Selain menyanyi, kami juga mendengarkan riwayat singkat Fransiskus Asisi. Dia adalah anak seorang pedagang kain yang amat kaya. Masa mudanya kacau, hidupnya penuh dengan foya-foya, dan uang orangtuanya banyak dipakai untuk hal-hal yang menyenangkan dirinya dan kawannya.
Pada suatu hari dia tergerak hati untuk membantu merenovasi gereja yang rusak dan hampir roboh. Dia ambil uang orangtuanya dan diberikan kepada pastor paroki. Pastor paroki itu menolak, dan uang itu akhirnya diberikan kepada pihak lain. Ketika orang tua Fransiskus tahu bahwa uangnya diambil oleh anaknya, dia marah besar. Fransiskus diusir dari rumah.

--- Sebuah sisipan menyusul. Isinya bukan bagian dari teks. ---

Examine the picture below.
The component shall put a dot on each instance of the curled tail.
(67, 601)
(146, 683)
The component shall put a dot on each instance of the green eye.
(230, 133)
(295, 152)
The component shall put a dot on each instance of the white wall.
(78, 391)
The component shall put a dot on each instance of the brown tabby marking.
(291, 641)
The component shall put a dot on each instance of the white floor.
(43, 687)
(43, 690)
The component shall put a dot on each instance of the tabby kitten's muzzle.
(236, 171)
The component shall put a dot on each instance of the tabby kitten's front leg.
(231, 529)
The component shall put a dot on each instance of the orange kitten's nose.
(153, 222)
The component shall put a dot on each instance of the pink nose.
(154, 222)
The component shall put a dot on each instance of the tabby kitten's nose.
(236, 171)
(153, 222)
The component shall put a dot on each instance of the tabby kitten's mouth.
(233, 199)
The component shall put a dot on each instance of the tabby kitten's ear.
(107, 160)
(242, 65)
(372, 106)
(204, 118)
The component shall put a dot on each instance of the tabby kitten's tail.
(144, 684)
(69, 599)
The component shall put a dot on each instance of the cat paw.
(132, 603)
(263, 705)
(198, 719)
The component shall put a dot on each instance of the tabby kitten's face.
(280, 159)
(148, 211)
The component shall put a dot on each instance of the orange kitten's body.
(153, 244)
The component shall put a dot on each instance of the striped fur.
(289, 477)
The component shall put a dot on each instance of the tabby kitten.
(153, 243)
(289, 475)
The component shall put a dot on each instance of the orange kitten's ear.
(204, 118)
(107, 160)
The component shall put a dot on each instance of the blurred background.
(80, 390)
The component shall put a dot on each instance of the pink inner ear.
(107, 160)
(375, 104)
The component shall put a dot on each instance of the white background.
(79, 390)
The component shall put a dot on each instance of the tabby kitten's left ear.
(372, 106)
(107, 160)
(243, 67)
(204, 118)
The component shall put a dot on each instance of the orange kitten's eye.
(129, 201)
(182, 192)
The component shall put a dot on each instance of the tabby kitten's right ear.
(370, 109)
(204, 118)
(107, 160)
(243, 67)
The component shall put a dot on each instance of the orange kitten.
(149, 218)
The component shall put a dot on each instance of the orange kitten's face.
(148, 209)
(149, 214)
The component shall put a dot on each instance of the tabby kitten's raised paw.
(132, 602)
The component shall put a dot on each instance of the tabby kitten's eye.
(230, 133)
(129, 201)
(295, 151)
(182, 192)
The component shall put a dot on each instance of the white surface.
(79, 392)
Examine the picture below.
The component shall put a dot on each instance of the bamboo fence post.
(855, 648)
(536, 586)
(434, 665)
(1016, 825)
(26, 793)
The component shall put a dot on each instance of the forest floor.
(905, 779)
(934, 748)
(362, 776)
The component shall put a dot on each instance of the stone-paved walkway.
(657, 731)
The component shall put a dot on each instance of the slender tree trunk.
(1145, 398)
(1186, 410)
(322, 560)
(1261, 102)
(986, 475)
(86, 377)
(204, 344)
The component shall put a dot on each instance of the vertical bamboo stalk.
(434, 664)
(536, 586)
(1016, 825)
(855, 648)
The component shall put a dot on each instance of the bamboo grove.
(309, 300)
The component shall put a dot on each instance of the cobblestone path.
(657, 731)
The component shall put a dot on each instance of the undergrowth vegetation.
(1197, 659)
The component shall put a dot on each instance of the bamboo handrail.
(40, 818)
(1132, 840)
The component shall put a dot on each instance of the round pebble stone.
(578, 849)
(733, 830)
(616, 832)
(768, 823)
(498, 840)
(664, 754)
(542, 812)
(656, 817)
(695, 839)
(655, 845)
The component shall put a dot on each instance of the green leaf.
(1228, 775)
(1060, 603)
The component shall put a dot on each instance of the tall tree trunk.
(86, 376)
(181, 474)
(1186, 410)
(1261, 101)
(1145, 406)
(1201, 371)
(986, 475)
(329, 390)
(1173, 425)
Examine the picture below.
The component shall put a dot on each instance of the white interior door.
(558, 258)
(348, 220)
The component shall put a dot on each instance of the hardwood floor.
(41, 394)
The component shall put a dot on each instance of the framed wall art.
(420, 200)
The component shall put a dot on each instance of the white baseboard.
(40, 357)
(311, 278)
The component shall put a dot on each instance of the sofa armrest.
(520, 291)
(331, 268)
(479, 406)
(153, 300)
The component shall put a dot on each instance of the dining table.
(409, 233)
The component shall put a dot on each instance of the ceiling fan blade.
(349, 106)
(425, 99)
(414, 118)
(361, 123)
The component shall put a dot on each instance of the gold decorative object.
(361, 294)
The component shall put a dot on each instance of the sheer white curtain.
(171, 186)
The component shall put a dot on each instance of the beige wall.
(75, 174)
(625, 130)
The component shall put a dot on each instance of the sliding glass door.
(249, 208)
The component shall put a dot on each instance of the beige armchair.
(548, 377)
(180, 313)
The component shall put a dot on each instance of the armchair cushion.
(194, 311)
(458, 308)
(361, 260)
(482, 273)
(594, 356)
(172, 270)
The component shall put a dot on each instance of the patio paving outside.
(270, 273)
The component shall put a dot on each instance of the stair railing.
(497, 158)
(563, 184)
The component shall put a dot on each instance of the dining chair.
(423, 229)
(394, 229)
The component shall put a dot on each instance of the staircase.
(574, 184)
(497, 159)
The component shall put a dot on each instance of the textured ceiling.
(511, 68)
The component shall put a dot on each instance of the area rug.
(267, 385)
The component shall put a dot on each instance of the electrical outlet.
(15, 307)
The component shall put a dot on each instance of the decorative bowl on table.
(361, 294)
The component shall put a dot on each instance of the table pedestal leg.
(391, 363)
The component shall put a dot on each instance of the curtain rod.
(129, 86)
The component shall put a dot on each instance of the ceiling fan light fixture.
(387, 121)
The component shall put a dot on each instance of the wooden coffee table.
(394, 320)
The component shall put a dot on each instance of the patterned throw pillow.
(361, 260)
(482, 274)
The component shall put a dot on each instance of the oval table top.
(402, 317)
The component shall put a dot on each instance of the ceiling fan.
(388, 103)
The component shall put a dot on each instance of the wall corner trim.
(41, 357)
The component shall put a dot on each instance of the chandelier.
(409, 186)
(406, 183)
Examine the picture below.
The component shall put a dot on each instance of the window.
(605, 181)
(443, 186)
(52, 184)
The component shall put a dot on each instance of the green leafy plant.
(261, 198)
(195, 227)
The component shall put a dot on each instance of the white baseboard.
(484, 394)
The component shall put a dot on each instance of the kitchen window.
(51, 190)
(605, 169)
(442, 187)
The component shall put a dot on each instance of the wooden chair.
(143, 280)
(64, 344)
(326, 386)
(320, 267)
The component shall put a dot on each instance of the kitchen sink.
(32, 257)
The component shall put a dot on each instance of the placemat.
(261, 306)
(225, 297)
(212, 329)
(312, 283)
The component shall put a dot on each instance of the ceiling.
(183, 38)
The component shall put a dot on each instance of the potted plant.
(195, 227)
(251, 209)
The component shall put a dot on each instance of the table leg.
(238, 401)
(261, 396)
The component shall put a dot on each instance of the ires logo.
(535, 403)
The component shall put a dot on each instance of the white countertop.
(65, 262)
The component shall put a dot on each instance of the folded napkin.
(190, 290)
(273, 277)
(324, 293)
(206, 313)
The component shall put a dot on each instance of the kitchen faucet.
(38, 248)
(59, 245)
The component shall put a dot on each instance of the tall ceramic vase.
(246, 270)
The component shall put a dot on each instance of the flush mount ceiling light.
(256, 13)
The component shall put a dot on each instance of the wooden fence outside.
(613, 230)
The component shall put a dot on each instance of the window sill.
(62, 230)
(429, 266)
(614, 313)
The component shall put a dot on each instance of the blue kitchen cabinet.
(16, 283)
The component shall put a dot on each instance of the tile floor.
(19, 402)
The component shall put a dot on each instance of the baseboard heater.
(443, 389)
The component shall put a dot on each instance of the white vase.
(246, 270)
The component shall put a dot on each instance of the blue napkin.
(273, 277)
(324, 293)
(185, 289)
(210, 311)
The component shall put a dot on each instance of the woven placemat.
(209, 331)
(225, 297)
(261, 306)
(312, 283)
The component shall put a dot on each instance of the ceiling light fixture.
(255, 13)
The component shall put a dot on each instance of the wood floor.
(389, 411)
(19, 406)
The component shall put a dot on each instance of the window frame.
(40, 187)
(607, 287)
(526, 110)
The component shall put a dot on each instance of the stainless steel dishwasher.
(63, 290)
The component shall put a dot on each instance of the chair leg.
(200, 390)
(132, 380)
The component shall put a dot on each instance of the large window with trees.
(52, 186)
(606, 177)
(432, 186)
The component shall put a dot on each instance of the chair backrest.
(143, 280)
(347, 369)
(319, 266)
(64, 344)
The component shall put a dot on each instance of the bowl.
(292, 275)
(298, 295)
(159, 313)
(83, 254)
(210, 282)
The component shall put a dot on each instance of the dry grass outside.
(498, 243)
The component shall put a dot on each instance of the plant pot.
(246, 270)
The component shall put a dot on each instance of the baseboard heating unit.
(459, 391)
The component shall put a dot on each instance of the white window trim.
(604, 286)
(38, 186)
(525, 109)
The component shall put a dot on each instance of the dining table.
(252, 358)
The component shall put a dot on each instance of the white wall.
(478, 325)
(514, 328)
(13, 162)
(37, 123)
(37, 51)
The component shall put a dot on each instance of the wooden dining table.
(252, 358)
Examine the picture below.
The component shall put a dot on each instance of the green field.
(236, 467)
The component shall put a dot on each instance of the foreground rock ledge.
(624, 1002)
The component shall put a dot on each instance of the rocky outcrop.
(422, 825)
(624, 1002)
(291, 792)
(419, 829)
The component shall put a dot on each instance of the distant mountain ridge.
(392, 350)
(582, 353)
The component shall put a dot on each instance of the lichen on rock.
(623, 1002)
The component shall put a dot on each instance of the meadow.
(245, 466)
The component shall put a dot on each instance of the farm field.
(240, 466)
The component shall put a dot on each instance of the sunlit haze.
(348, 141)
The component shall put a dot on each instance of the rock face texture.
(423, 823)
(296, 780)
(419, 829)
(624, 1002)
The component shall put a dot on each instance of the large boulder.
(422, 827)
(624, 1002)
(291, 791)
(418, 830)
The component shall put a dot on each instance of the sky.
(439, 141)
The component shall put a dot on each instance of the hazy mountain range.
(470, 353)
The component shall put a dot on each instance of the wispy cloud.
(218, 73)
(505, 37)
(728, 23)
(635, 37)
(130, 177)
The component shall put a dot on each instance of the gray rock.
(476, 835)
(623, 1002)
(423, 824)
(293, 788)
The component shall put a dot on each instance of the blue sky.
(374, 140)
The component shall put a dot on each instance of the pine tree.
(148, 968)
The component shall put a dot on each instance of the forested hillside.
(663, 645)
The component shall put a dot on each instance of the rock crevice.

Fransiskus pergi dari rumah dengan pakaian seadanya, dan dia dipelihara oleh seorang uskup. Sejak saat itu, orangtuanya bukan lagi orangtua kandung, tetapi uskup yang telah memberikan perlindungan kepadanya. Dalam pencarian akan makna hidupnya, dia masuk ke gereja San Damiano. Ketika Injil dibacakan, dia merasa ada siraman kasih Allah yang luar biasa. Kasih Yesus begitu dia rasakan, dan dia merasa terpanggil untuk membaharui hidupnya yang kacau itu.
Dia mulai meninggalkan hal-hal yang duniawi, berpakaian karung dan hidup dengan meminta-minta belas kasih orang. Dia bekerja keras mengumpulkan batu-batu untuk memperbaiki gereja yang hampir roboh itu. Banyak orang muda yang tertarik atas cara hidup Fransiskus itu, dan mulai menggabungkan diri. Tekadnya adalah hidup baik dengan taat kepada atasan, dan hidup dalam kemurnian. Itulah aturan dasar dari Fransiskus ketika dia memulai persekutuan hidup bersama dengan rekan-rekannya.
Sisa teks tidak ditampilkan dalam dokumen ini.